Seven current and one former employee of Germany’s Deutsche Bank AG are facing tax evasion charges over their alleged participation in tax fraud schemes involving carbon emission certificates, according to media reports Thursday. The eight -- whose names have not been revealed -- are accused of being involved in fraudulent schemes between September 2009 and February 2010.
“Our own investigations into the matter are continuing unabated,” Deutsche Bank reportedly said in a statement, without providing further details. “We're fully cooperating with the authorities involved.”
The European Union’s Emissions Trading System sets a cap on the carbon emissions of companies, factories and power plants, which have the option to buy and sell carbon permits for additional emissions. If a company fails to cover all its emissions under its “allowances,” it can face heavy fines.

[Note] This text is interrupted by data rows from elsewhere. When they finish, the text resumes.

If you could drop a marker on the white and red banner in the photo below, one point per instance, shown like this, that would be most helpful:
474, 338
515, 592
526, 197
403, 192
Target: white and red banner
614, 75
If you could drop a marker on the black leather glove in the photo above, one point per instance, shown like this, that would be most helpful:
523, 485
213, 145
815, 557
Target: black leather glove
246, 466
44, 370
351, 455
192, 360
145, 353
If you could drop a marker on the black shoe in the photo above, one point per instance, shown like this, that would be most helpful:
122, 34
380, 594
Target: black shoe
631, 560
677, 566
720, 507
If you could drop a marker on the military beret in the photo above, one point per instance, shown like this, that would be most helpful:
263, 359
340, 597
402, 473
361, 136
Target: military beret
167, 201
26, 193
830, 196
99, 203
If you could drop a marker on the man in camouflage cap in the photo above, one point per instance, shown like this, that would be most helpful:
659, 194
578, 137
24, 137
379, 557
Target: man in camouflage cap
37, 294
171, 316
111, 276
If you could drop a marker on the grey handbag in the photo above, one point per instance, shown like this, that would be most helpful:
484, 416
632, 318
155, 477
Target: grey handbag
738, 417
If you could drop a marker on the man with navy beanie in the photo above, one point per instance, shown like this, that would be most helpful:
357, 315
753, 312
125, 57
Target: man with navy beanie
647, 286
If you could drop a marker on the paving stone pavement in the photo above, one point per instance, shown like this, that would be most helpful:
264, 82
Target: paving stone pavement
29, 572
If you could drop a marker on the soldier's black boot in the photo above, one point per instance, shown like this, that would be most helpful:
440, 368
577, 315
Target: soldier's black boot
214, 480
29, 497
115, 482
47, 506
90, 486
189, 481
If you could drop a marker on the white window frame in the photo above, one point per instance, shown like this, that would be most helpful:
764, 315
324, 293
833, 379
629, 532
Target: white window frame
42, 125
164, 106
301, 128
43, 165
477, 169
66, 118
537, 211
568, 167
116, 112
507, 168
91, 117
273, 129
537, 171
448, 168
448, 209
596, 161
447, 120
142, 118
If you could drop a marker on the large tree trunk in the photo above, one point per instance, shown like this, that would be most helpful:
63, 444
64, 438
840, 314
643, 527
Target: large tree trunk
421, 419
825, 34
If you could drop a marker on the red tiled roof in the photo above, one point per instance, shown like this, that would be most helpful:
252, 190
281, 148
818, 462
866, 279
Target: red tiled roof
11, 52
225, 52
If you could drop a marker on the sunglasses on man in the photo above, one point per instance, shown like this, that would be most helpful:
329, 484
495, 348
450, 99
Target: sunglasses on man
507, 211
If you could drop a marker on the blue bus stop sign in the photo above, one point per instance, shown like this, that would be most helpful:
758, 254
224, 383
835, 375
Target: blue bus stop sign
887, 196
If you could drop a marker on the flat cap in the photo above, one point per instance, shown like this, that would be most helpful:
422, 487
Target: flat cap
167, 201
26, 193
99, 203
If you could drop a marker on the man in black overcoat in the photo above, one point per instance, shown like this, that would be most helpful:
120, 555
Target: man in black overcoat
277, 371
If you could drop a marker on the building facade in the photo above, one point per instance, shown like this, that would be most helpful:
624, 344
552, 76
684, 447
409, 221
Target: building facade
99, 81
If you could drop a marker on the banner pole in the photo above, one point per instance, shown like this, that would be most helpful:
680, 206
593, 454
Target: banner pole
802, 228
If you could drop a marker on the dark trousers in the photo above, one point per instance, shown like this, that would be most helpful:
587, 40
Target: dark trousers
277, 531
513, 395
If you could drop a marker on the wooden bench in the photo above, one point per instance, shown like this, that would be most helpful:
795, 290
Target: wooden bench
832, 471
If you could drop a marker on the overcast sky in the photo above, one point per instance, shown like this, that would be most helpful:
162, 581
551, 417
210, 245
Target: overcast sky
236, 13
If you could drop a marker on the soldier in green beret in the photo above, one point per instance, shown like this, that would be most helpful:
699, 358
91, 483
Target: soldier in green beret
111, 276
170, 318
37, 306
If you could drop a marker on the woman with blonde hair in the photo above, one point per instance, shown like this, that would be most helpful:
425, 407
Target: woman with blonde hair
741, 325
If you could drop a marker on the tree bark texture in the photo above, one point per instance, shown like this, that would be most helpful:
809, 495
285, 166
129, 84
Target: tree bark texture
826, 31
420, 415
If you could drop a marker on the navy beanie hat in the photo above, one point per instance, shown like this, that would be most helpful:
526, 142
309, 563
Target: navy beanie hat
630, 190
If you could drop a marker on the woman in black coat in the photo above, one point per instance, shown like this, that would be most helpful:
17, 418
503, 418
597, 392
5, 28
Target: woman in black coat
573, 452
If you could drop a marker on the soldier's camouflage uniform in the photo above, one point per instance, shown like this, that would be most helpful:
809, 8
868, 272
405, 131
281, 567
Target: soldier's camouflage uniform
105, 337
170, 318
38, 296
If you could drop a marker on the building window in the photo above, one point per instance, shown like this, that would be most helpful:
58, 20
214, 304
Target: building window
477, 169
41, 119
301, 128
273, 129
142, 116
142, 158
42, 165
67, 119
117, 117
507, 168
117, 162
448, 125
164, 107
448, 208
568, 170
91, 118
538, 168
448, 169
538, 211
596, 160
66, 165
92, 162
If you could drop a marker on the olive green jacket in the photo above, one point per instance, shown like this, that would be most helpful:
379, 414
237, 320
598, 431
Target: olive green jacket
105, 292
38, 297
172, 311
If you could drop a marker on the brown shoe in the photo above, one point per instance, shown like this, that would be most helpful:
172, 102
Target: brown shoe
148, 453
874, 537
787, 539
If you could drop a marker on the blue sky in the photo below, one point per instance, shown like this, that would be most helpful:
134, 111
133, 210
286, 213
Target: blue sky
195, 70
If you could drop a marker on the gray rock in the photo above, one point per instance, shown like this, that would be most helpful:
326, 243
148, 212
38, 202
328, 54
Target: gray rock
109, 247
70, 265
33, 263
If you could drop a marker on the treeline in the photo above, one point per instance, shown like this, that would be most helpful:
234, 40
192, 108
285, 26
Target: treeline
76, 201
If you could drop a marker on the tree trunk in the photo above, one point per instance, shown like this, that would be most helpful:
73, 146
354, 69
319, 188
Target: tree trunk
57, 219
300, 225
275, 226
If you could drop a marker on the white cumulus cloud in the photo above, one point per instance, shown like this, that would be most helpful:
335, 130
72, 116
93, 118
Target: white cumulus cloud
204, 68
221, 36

According to the European Commission, this policy can lower emissions by up to 21 percent between 2005 and 2020, and promote investment in clean, low-carbon technologies.
However, because of lack of a harmonized tax regime across the EU, the system can be exploited to commit tax fraud. A loophole allows companies to indulge in a so-called “carousel fraud,” wherein carbon credits are bought and imported tax-free from other EU countries, then sold to domestic buyers, charging them Value-Added Tax (VAT).
The Europol has estimated that VAT fraud within the EU Emission Trading System has cost taxpayers more than 5 billion euros ($5.6 billion) in lost revenue since 2008.
In this particular case, the current and former employees of Deutsche Bank reportedly took advantage of the mechanism to file incorrect VAT notifications at the bank’s tax department, resulting in losses of about 220 million euros ($245 million), Deutsche Welle reported, citing prosecutors in Frankfurt.
The suspects include two account managers, a commodities trader, a tax department employee and a former manager in whose department the emissions trading took place, the Associated Press reported.